In Part 1, we reviewed the basic elements of the war on cash, and how it benefits banks and governments but not households that don’t already own productive assets.
In Part 2, we’ll review the downside of imposing capital controls and eliminating physical cash, and discuss strategies to protect our financial assets from bail-ins and negative interest rates/fees on cash.
The Role Of Cash In The Informal Economy
In stagnating formal economies burdened by over-regulation, high taxes and financialization, one of the few bright spots for employment and entrepreneurism is the informal or cash economy. The more stultified and elite-dominated the economy, the larger and more vibrant the informal economy. In some highly regulated, high-tax European nations, up to 30% of the economic activity is underground/cash.
The elimination of central bank currency will not eliminate the informal economy. Rather, the participants in this sector will adopt non-central bank issued forms of cash—precious metals, coins, other nations’ paper money, perhaps even digital currencies such as bitcoin or its gold-linked cousins (Bitgold, etc.)

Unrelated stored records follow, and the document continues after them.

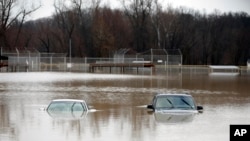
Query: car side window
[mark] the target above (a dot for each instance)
(78, 107)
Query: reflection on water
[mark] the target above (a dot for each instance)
(119, 100)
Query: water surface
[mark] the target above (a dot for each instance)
(120, 101)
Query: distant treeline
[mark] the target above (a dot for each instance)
(218, 38)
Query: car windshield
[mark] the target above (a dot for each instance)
(67, 106)
(175, 102)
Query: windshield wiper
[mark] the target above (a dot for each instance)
(184, 101)
(169, 101)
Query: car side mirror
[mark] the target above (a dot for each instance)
(200, 109)
(150, 107)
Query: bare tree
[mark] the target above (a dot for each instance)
(12, 14)
(138, 12)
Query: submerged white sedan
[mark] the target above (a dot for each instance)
(67, 108)
(174, 103)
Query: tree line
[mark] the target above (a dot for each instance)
(98, 31)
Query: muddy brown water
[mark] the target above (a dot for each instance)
(120, 103)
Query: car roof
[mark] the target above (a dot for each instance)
(68, 100)
(172, 94)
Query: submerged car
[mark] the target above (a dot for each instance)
(167, 103)
(67, 108)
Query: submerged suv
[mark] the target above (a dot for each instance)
(174, 103)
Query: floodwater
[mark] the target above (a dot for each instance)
(120, 103)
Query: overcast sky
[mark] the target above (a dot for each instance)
(207, 6)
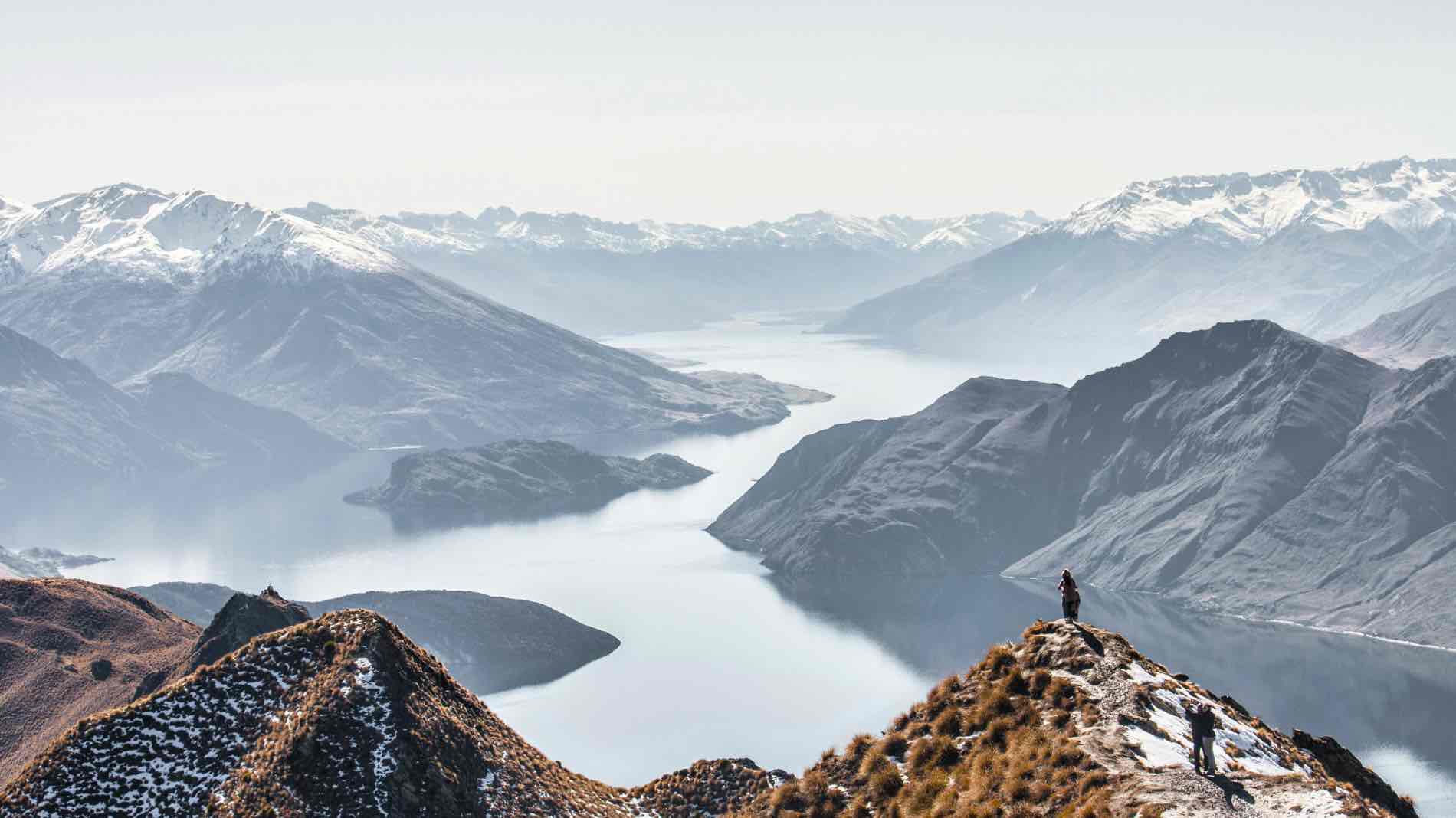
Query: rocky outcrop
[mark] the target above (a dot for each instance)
(1072, 721)
(514, 479)
(490, 643)
(1343, 764)
(346, 716)
(244, 617)
(1242, 469)
(906, 496)
(1323, 252)
(1410, 336)
(290, 315)
(72, 648)
(61, 428)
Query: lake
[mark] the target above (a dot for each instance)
(717, 659)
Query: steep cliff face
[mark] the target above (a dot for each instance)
(1242, 467)
(1323, 252)
(919, 494)
(291, 315)
(1074, 721)
(346, 716)
(1410, 336)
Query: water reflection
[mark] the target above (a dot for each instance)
(718, 658)
(1389, 703)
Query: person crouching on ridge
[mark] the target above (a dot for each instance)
(1071, 597)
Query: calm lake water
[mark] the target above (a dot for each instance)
(715, 658)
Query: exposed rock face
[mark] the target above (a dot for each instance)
(1244, 467)
(244, 617)
(1347, 767)
(63, 427)
(514, 479)
(1410, 336)
(346, 716)
(490, 643)
(904, 496)
(1323, 252)
(373, 727)
(1074, 721)
(326, 325)
(69, 649)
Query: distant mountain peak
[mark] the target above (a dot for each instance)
(1250, 208)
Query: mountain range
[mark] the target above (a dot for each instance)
(63, 427)
(517, 479)
(1410, 336)
(1242, 469)
(341, 332)
(344, 715)
(605, 277)
(71, 649)
(1323, 252)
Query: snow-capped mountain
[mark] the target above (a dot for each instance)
(603, 277)
(1242, 467)
(1320, 250)
(293, 315)
(61, 427)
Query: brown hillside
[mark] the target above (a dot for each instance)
(346, 716)
(72, 648)
(1074, 722)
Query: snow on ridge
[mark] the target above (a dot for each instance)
(1408, 195)
(504, 227)
(139, 232)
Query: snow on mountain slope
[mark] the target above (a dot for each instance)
(603, 277)
(63, 427)
(1321, 252)
(341, 715)
(293, 315)
(1242, 467)
(1410, 336)
(571, 231)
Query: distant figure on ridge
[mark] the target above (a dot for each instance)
(1202, 722)
(1071, 597)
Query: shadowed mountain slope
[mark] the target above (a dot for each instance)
(1410, 336)
(1323, 252)
(286, 313)
(72, 648)
(1205, 469)
(490, 643)
(346, 716)
(63, 427)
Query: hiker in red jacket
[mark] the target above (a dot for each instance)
(1071, 598)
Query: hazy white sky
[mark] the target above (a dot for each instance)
(707, 111)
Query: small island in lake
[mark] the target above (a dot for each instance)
(516, 479)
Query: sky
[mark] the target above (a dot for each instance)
(708, 113)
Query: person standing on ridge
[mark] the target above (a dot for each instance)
(1202, 722)
(1071, 597)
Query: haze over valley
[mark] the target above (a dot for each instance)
(598, 479)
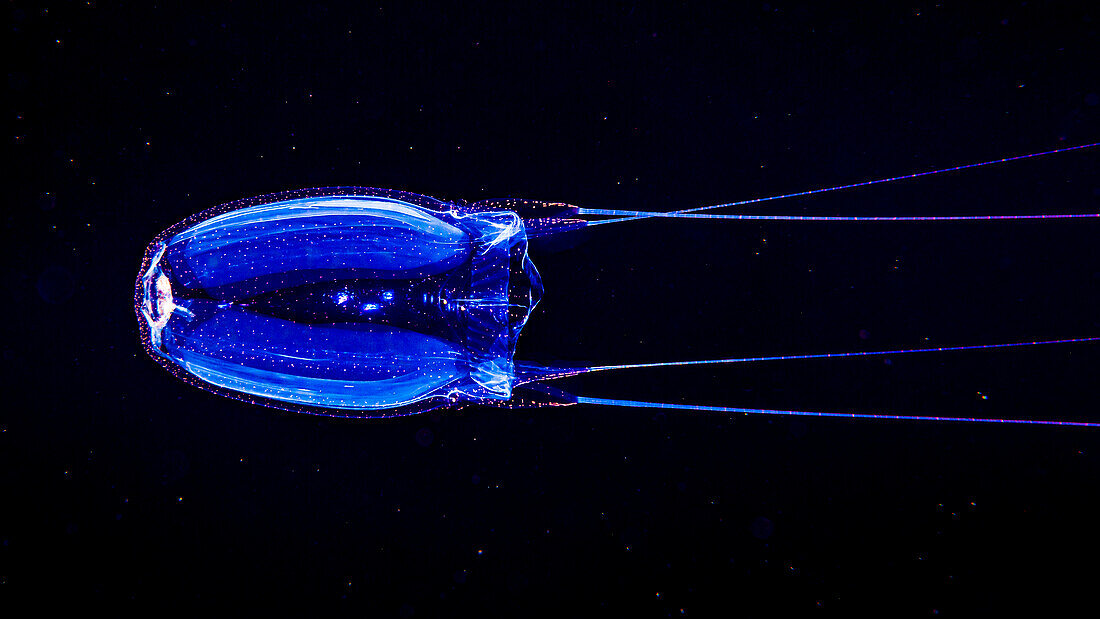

Those with little income often do not have bank accounts, as the fees are costly. Eliminating cash will hit the poor who earn money in the informal economy especially hard. Though the poor are essentially powerless in our influence-is-auctioned-to-the-highest-bidder system, this could change once the working poor who benefit from the cash economy are pushed even deeper into poverty by the banning of cash. That might spark political blowback that could cross political lines, as libertarians and leftists alike might rise to the defense of those who depend on cash and the informal economy.